Dixon Technologies and Vivo Get Government Approval for India Manufacturing Venture
Indian government has cleared the joint venture between Dixon Technologies and Vivo Mobile India under Press Note 3 which will lead to more smartphone manufacture in India. The joint venture will manufacture Vivo branded smart phones and products for other companies.
Dixon Technologies and Vivo Mobile India have formed a joint venture to produce electronic products and smartphones in India. This joint venture has been authorised by the Indian government. The proposition that had been pending under Press Note 3 of 2020 has been cleared by the government. Vivo can now use a firm that is majority-owned by Indians to develop its manufacturing activities in India, according to the approval.
On July 8, the request was authorised by the Department for Promotion of Industry and Internal Trade (DPIIT), which is part of the Ministry of Commerce and Industry, according to Dixon's stock exchange filing. Following the clearance, Vivo Mobile India will be able to put money into the Dixon-led joint venture that would create an Indian smartphone manufacturing unit. In the venture, Dixon will have 51% ownership, and Vivo Mobile India will have 49%.
JV to Drive India’s Smartphone Manufacturing
Dixon and Vivo have entered into a cooperation to establish a new company in India that would produce electrical gadgets and smartphones. While the majority of the company's smartphones will be Vivo models, it will also be able to make handsets for other companies. This implies that Dixon's contract manufacturing business will grow in addition to its production capability. Dixon and Vivo initially entered into a legally binding partnership agreement in December 2024.

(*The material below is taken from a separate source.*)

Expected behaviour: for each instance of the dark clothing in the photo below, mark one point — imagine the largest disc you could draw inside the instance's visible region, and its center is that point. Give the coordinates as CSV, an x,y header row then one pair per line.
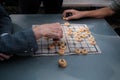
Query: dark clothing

The two businesses have finalised the joint venture and shareholders' agreements, which detail the management and operation of the new company, after receiving government permission. Consistent with their respective shares, the two corporations will put INR 5 crore into the new enterprise from the outset. The joint venture will be a wholly owned subsidiary of Dixon after it is incorporated under the Companies Act, 2013. Within a year, the process should be finished, and the new business will purchase some manufacturing assets and assume some of Vivo's smartphone production in India.
Dixon Beefing-Up Smartphone Manufacturing Capabilities
Dixon anticipates a considerable uptick in its smartphone manufacturing business as a result of the agreement. In the past, the business has stated that the initiative has the potential to increase yearly smartphone manufacturing by 20-22 million units. Also, once it's completely functioning, it will bring in an extra INR 30,000 crore in revenue every year. Production under the joint venture is expected to commence in the December quarter of the current fiscal year, according to Dixon.
In FY27, roughly 11 million smartphones are predicted to be created before activities are scaled up further in FY28. The government's clearance is noteworthy as well, given that it was issued under Press Note 3, a guideline that was implemented in 2020. China and other countries sharing a land border with India are required to obtain prior government approval for investments under this law. Broader security concerns have kept the policy in place since its implementation during the COVID-19 epidemic.